Adapun sejak 2009, Anggaran Pendapatan dan Belanja Negara (APBN) menetapkan batasan maksimum cost recovery untuk sektor hulu migas sebesar USD10,5 miliar. Sedangkan pada 2010 dipatok pada level USD12 miliar.

"Bagaimana kontraktor dapat mencapai target yang ditetapkan apabila biaya yang dibutuhkan dibatasi?" ujar President Indonesia Petroleum Association (IPA), Ron Aston sebagaimana dikutip dari situs resmi BP Migas, di Jakarta, Jumat (27/11/2009).

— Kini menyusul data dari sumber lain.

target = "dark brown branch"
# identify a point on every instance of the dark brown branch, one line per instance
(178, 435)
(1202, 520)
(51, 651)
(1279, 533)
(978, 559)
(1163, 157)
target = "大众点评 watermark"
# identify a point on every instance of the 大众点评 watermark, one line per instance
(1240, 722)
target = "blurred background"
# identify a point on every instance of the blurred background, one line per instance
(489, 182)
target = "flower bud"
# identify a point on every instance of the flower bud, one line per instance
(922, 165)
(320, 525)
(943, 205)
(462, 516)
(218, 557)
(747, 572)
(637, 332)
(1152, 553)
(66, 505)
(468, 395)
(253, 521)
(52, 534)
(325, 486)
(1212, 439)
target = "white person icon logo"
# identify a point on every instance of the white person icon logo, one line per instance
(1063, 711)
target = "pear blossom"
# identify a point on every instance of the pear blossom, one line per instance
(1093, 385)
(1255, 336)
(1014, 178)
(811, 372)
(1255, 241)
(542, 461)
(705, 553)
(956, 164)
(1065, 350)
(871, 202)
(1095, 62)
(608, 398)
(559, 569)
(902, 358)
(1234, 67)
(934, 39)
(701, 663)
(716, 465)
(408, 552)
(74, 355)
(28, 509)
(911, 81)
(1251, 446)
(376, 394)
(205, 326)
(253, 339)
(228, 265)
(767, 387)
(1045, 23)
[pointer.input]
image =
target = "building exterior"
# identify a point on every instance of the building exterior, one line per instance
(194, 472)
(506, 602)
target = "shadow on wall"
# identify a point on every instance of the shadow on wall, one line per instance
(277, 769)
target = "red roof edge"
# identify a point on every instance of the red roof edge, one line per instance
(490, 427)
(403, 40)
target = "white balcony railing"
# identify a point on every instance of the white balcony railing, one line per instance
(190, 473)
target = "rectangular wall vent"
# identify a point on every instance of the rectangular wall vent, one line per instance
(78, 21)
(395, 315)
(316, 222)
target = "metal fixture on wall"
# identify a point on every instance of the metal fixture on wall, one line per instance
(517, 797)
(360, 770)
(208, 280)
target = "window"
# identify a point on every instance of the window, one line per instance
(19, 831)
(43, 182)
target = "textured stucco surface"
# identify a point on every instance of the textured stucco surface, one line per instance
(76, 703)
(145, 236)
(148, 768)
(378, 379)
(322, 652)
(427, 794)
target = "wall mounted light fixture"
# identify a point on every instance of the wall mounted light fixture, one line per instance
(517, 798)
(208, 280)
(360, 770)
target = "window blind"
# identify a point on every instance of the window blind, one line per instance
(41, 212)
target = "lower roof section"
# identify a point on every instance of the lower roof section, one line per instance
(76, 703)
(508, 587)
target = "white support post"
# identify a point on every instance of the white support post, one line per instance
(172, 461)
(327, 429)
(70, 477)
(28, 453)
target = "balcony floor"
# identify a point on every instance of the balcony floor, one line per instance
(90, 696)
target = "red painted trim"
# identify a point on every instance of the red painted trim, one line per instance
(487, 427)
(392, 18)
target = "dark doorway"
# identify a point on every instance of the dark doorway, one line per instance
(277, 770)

Menurutnya, proses persetujuan work program and budget (WP&B) yang dilaksanakan BP Migas sebenarnya sudah mendetail dan seharusnya, pemerintah mempercayakan pada mekanisme ini tanpa perlu lagi melakukan pembatasan biaya. IPA juga menyarankan adanya pihak ketiga yang dapat menyusun sistem yang dapat diterima baik oleh KKKS maupun BP Migas.

Terkait masalah ini, BP Migas pun mengaku berada di dalam posisi terjepit antara keinginan KKKS dan pemerintah dan meminta KKKS mendukung sistem WP&B yang sudah berjalan baik agar dapat dilanjutkan pada tahun-tahun mendatang. "Kami juga menyambut baik usulan penggunaan pihak ketiga," ungkap Kepala BP Migas, R Priyono.

IPA bersedia melihat kemungkinan swaping ini, namun menyarankan agar swaping perlu dipikirkan secara hati-hati. IPA juga mengaku mengalami kesulita untuk memenuhi peraturan pemerintah untuk memprioritaskan suplai gas ke pasar domestik.